Kendati hanya berupa rangkaian lampu dari botol minuman penyegar yang kemudian disusun menjadi bentuk masjid, lampu colok ini sebenarnya memiliki makna yang dalam. Rangkaian lampu tersebut membentuk masjid yang cukup indah dipandang pada malam hari, sehingga dapat saja dijadikan sebagai daya penarik bagi wisawatan untuk berkunjung ke sini.
Makna yang lebih penting lagi adalah sebagai gambaran bahwa lampu-lampu yang nyaris tak berarti apa-apa itu, ternyata jika dirangkaikan menjadi pemandangan yang cukup indah. Ini menunjukkan bahwa pertalian antara anggota masyarakat mampu menghasilkan sebuah karya besar.
Pola silaturrahmi dan kerjasama yang erat seperti inilah sebenarnya yang sekarang dibutuhkan, di saat setiap orang kini lebih banyak disibukkan dengan urusan masing-masing. Semangat bertetangga atau berteman kini nyaris ditinggalkan orang, sehingga kerjasama yang solid sudah sangat jarang bisa ditemukan.
Belajar dari lampu colok yang tampak indah dan menawan karena adanya saling keterkaitan antar lampu colok, sudah sewajarnya kita jadikan pelajaran untuk bahu-membahu dalam menggalang sebuah kerjasama.
Sebuah lampu colok dengan bentuk yang indah bisa diwujudkan jika ada warga yang menyumbangkan botol, kayu, sumbu, maupun minyak tanah. Lalu ada yang merangkainya, mendirikan, dan memasang serta menunggui apinya jangan sampai mati. Dari situ tercermin adanya semangat gotong royong yang tinggi, yang kini semakin kita rindukan.

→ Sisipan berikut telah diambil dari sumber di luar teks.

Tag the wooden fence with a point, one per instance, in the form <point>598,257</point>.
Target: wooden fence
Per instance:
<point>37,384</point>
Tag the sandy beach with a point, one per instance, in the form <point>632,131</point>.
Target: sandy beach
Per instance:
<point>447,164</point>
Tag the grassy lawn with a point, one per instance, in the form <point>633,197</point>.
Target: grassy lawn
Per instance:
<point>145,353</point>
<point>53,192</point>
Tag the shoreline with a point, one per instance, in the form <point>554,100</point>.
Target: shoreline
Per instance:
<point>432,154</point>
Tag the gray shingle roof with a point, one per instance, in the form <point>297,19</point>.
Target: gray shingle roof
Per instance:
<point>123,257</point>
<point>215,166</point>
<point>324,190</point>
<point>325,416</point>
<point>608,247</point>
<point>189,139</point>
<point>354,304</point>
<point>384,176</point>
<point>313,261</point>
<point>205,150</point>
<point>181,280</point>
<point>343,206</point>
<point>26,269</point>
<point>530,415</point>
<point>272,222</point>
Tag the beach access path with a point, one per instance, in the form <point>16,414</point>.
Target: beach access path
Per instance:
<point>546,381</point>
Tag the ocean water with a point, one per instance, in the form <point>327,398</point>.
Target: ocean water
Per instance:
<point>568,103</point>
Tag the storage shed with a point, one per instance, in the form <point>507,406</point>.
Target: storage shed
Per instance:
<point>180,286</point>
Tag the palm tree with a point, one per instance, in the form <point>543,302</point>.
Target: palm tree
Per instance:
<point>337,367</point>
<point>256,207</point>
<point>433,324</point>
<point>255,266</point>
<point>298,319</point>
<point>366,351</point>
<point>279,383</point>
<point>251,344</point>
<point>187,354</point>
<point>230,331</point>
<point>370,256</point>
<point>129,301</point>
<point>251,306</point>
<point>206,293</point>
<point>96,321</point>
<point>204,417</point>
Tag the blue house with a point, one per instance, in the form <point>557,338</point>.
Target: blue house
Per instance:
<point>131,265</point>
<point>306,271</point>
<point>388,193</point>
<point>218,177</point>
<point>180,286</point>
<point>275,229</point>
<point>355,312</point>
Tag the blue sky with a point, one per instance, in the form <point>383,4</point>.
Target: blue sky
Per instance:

Budayawan Tenas Effendi sendiri pernah mengatakan makna yang dapat diambil dari fenomena ini adalah wisdom atau kebajikan. Di mana dengan terang yang ditimbulkan oleh ribuan lampu colok diharapkan mampu untuk menerangi suasana hati. "Terang kampung, kita harapkan juga terang juga hati ini," kata Tenas.